Mechanical loading of bioengineered skeletal muscle in vitro to mimic the transcriptional and epigenetic regulation of skeletal muscle in-vivo Thumbnail


Abstract

Skeletal muscle (SkM) is an extremely abundant and mechano-sensitive tissue, demonstrating increases in mass and function following mechanical loading/resistance exercise (RE). Over the past 3 decades, there has been considerable progress in the development of bioengineered SkM models for elucidating the cellular and molecular mechanisms underpinning load-induced SkM adaptation in vitro. However, the majority of studies often employ loading regimes which lack resemblance of intermittent eccentric-lengthening contraction experienced during RE in-vivo. As the field of SkM epigenetics has only more recently begun to emerge, there is a paucity of data surrounding the epigenetic regulation of mechanical loading in bioengineered SkM. The work conducted herein therefore intermittently loaded bioengineered fibrin SkM in-vitro to determine whether mechanical loading alone recapitulates both the transcriptional and epigenetic responses in SkM following loading/RE in-vivo. The initial experiments (chapter 3) first characterised the use of a novel bioreactor system (i.e. which has never previously been used to bioengineered SkM) for loading bioengineered SkM which demonstrated a comparable mechano-transcriptional response of candidate genes that were differentially regulated after loading in previous well-characterised bioreactors. In order to identify appropriate genes to analyse in response to loading in bioengineered SkM, the most frequently regulated genes across both the human transcriptome and methylome after acute RE in-vivo were determined in chapter 4. Indeed, extensive bioinformatics analysis revealed a number of transcriptionally and epigenetically regulated genes in human SkM that were subsequently analysed at the mRNA and DNA methylation level following acute mechanical loading in fibrin engineered SkM (chapter 5). Despite few changes observed in DNA methylation, mechanical loading alone induced similar changes in gene expression compared to loading/RE in human and rodent SkM in-vivo. Amongst the array of genes analysed, UBR5 demonstrated the largest increase in mRNA expression across all models of loading. Therefore, the final experimental chapter of this thesis (chapter 6) wished to elucidate the mechanistic role of UBR5 after mechanical loading in human myotubes. Most interestingly, mechanical loading was able to rescue the siRNA-induced reduction in UBR5 gene expression, further suggesting a pivotal role in load-induced adaptation.

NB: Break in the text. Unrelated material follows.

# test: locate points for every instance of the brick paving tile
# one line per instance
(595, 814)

Overall, the present thesis suggests that mechanical loading of C2C12 bioengineered fibrin muscle is a useful in-vitro model for investigating the transcriptional response to loading in-vivo. Therefore, providing a representative model for investigating the molecular mechanisms underpinning load-induce SkM adaptation. However, the application of repeated/chronic loading, with or without electrical stimulation may be necessary to evoke epigenetic alterations that are comparable to those observed following loading/RE in-vivo.